When your angry boss walks into your office brandishing a baseball bat, what do you do? I just told him “Get out!” and he did, with a smile on his face. I don’t think he really intended to use it.
This was typical of my experience as editor of Satellite Orbit magazine from 1987 to 1992 in McLean VA. Few people in the cable-dominated Washington area had heard of the magazine, though its circulation of 400,000 was the sixth largest for any magazine based there.
When I visited our summer home in Cluster Springs, I loved visiting the Food Lion news stand. There would be maybe 50 Orbits stacked up for sale, with only 10 of maybe Time or People magazines. It was a vital guide for people in rural areas with those big satellite dishes.
We didn’t even have a satellite dish at our office up there. My boss, who owned the magazine, angered the building owners so much that they refused to let him install one. I experimented with one at the home of William Royster, a Cluster Springs family friend.
My boss, who is no longer with us, moved from a western city to D.C. because his third wife wanted to live there, but he left most of the company behind. I was between jobs and landed the editor’s position just before he arrived. When he got there, he had an idea: Fire the 50 or so people still in the western city’s office and move the headquarters to McLean. The plan: Send a “You’re fired” fax to that office with their names and then flee our office before we all got frantic phone calls. We talked him out of it.

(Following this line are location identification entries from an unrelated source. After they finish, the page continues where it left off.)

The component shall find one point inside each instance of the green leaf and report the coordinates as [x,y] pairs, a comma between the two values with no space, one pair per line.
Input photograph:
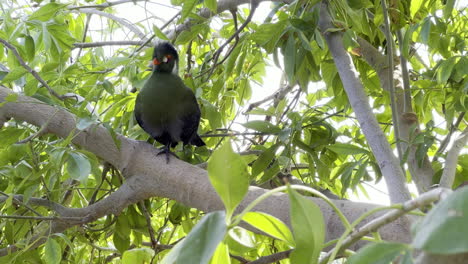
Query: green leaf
[108,86]
[270,225]
[239,240]
[78,167]
[46,12]
[346,149]
[264,160]
[443,230]
[14,75]
[212,5]
[138,255]
[425,31]
[290,58]
[30,47]
[415,7]
[52,251]
[448,8]
[121,237]
[262,126]
[221,255]
[228,175]
[444,70]
[407,40]
[84,123]
[200,244]
[308,228]
[187,8]
[378,253]
[158,32]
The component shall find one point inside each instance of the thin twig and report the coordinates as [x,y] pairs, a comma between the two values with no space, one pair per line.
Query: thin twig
[278,95]
[43,218]
[405,75]
[119,20]
[17,201]
[374,225]
[237,134]
[33,72]
[145,212]
[448,175]
[145,43]
[254,5]
[108,43]
[41,130]
[88,19]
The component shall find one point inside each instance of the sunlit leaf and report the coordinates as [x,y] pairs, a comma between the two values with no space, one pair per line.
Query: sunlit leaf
[443,230]
[378,253]
[200,244]
[270,225]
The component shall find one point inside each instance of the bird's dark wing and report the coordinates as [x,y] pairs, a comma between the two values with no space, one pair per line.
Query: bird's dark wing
[191,120]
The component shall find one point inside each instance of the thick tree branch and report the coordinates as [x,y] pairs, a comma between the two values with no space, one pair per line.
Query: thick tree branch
[388,163]
[421,175]
[148,175]
[448,175]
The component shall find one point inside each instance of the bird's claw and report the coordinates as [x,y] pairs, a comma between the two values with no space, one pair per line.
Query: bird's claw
[168,152]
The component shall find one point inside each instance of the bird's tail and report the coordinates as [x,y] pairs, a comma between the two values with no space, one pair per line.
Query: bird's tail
[197,141]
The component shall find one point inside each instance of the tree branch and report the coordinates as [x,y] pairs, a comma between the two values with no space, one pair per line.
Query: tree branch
[119,20]
[33,72]
[388,163]
[374,225]
[395,119]
[448,175]
[148,175]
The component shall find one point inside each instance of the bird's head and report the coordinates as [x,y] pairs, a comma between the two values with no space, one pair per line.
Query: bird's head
[165,58]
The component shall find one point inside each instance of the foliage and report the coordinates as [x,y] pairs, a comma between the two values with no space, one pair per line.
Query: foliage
[310,132]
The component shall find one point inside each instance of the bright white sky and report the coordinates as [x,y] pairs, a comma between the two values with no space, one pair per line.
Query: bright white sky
[161,12]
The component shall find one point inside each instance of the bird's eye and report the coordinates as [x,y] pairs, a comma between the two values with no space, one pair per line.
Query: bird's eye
[167,58]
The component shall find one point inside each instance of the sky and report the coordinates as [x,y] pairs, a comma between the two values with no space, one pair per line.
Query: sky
[161,12]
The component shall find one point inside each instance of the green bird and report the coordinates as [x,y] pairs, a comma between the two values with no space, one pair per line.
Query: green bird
[165,108]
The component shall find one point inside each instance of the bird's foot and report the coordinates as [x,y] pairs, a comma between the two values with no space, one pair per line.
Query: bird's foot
[168,152]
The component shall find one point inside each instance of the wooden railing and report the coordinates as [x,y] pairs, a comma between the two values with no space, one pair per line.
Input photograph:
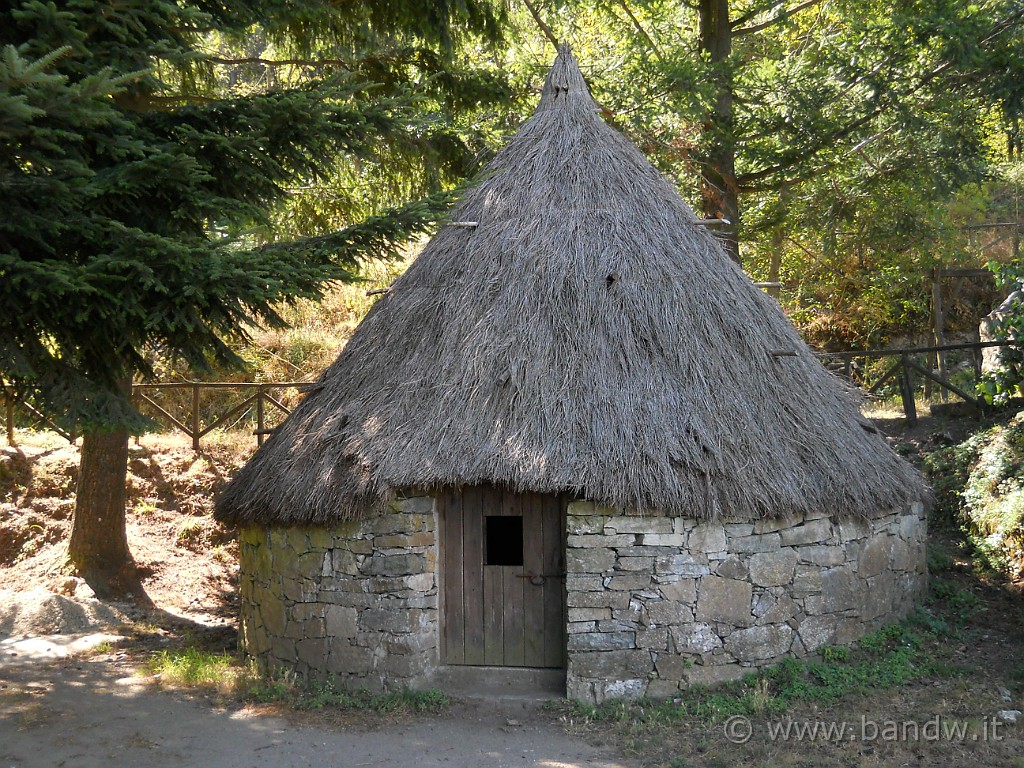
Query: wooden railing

There was a firing culture at the company, and in a few years it would be my turn. When I sensed that my time was up, I answered a particularly interesting ad: an editor was needed by an entertainment magazine in the Washington area. I sent in my resume, later finding that my fears were justified: I had applied for my own job!
While still employed, I frantically tried to intercept my letter, but the jig was up and I was out on the street. I called one of my former employees later and asked if the letter arrived. “Yes, and they had a good laugh about it,” she said. I had found another job, and we laughed too. (I didn’t get my old job.)
The timing wasn’t bad. The big dishes were soon replaced by little ones that were easier to install, and people could get their listings electronically, without a magazine. I had been working for a dinosaur.